John Gilbert’s Shylock After the Trial, ca. 1873
Enter Aaron Posner, who directed SCR’s hugely popular, magic-infused production of The Tempest in 2014, and whose tongue-in-cheek adaptations of the works of Anton Chekhov have earned him a fervid national following. Using Shakespeare’s The Merchant of Venice as a jumping-off point, Posner has concocted a deliciously witty, thought-provoking meditation on the limits of empathy, the difficulty of change and the power of love.

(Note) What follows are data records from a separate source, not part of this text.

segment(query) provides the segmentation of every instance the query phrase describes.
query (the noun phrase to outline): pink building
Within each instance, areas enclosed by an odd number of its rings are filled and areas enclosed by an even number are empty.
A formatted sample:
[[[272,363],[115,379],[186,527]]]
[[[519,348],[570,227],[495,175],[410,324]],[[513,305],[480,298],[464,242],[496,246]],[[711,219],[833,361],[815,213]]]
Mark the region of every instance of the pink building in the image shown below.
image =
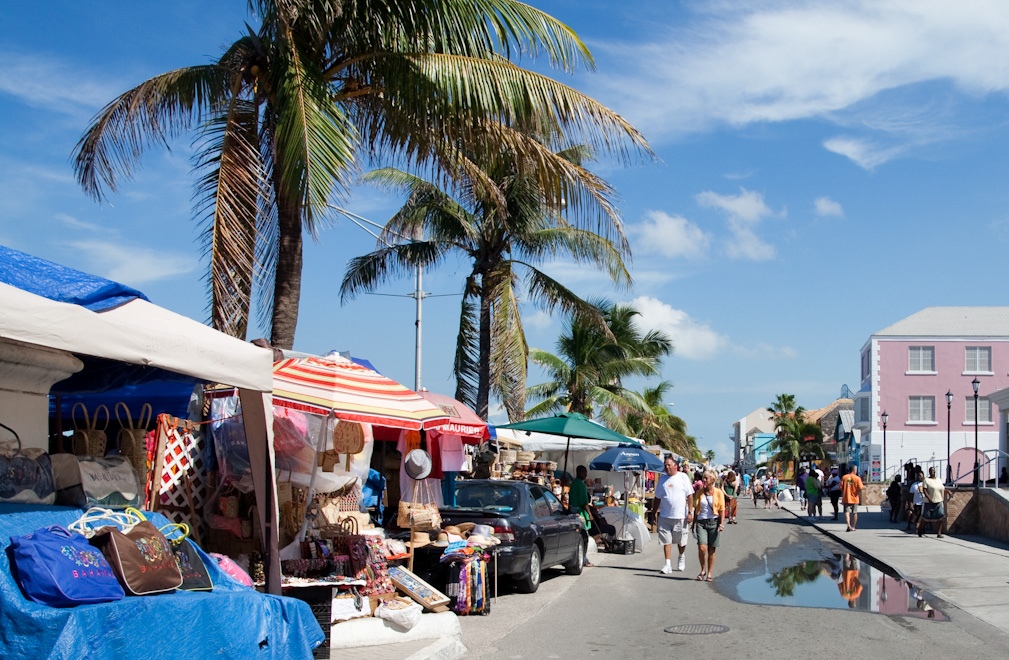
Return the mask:
[[[988,396],[1007,387],[1009,307],[929,307],[880,330],[862,347],[862,387],[855,397],[859,471],[872,480],[890,479],[910,460],[935,466],[941,476],[948,446],[954,478],[972,480],[975,433],[981,452],[1006,450]],[[982,478],[994,478],[997,464]]]

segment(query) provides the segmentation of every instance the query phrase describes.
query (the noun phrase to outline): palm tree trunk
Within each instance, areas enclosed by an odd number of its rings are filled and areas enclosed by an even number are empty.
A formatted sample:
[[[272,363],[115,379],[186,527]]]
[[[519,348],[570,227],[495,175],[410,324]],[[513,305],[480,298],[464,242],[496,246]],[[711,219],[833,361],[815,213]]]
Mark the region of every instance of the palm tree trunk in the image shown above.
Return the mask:
[[[490,296],[492,283],[486,274],[480,278],[480,335],[478,377],[476,383],[476,414],[487,419],[490,399]]]
[[[276,273],[273,281],[273,314],[270,343],[294,348],[298,306],[302,298],[302,218],[295,204],[277,204]]]

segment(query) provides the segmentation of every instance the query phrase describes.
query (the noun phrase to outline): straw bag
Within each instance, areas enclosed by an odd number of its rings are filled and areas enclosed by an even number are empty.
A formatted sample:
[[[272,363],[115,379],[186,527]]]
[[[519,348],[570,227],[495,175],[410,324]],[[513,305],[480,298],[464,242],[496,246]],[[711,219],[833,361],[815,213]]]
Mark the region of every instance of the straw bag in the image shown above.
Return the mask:
[[[125,414],[126,423],[123,424],[123,418],[119,415],[119,411]],[[119,431],[119,453],[129,459],[129,462],[133,464],[133,467],[140,474],[147,473],[147,441],[145,439],[147,435],[147,427],[150,425],[150,418],[153,415],[153,410],[150,404],[144,404],[140,407],[140,416],[136,418],[136,425],[133,424],[133,417],[130,415],[129,406],[123,402],[119,402],[115,407],[116,420],[122,429]]]
[[[396,519],[396,524],[406,529],[414,530],[440,530],[441,514],[438,512],[438,505],[434,503],[434,493],[431,491],[431,484],[427,479],[421,479],[424,484],[427,499],[431,502],[404,502],[400,501],[400,511]],[[417,499],[417,487],[414,488],[414,499]]]
[[[77,419],[77,409],[82,411],[84,425]],[[98,428],[98,413],[105,410],[105,426]],[[78,402],[70,411],[71,420],[77,430],[74,431],[74,453],[78,456],[104,456],[105,446],[108,444],[108,436],[105,430],[109,428],[109,409],[104,405],[95,408],[94,417],[88,417],[88,408]]]

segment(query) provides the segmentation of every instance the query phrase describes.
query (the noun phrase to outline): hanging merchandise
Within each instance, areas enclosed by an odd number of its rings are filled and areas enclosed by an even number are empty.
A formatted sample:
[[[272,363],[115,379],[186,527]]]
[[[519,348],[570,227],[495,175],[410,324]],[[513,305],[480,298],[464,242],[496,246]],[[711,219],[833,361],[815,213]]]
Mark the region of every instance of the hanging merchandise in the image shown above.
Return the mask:
[[[121,401],[117,403],[115,411],[116,420],[119,422],[119,426],[122,427],[119,430],[118,436],[119,453],[128,458],[133,468],[137,471],[137,474],[140,474],[141,478],[146,480],[147,443],[145,436],[147,435],[147,427],[150,426],[153,409],[150,407],[150,404],[141,406],[140,415],[136,418],[136,424],[133,423],[133,416],[129,412],[129,406],[125,403]]]
[[[51,505],[55,502],[50,456],[41,449],[22,449],[21,438],[6,424],[0,428],[14,443],[0,445],[0,502]]]
[[[79,409],[81,411],[80,418],[78,418]],[[98,415],[101,411],[105,411],[105,425],[98,428]],[[104,456],[105,447],[108,444],[108,436],[105,434],[106,429],[109,428],[108,407],[97,406],[94,416],[89,417],[87,406],[78,402],[74,404],[70,414],[77,429],[74,431],[74,453],[78,456]]]
[[[140,505],[136,472],[122,456],[52,455],[55,502],[65,507],[126,509]]]
[[[13,537],[10,548],[14,575],[29,600],[73,608],[124,595],[109,562],[80,534],[45,527]]]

Set against the backdrop of Reconstruction, which Posner describes as “this amazing moment of possibility that went so disastrously wrong,” District Merchants contains echoes of both 16th-century Venice and contemporary America. Shylock is no longer the isolated “other;” instead, all eight characters have been excluded from power and privilege in some fashion, whether because of race, religion, gender or nationality. And over the course of the play, each of them must face the gaping chasm between what they want the world to be and what it is. Yes, the plot loosely follows that of Shakespeare’s Merchant; but the tough questions Posner asks about prejudice, hope, and progress speak to today.
District Merchants premiered last summer at Washington, D.C.’s Folger Theatre, an institution dedicated to the legacy of Shakespeare—but quick to embrace new adaptations that grapple with the Bard’s works in innovative ways. Michael Michetti, the co-artistic director of The Theatre @ Boston Court, takes the helm of South Coast Repertory’s production, which features designs by Daniel Conway (scenic), Garry Lennon (costumes), Elizabeth Harper (lighting), Peter Bayne (sound and original music) and Sean T. Cawelti (projections).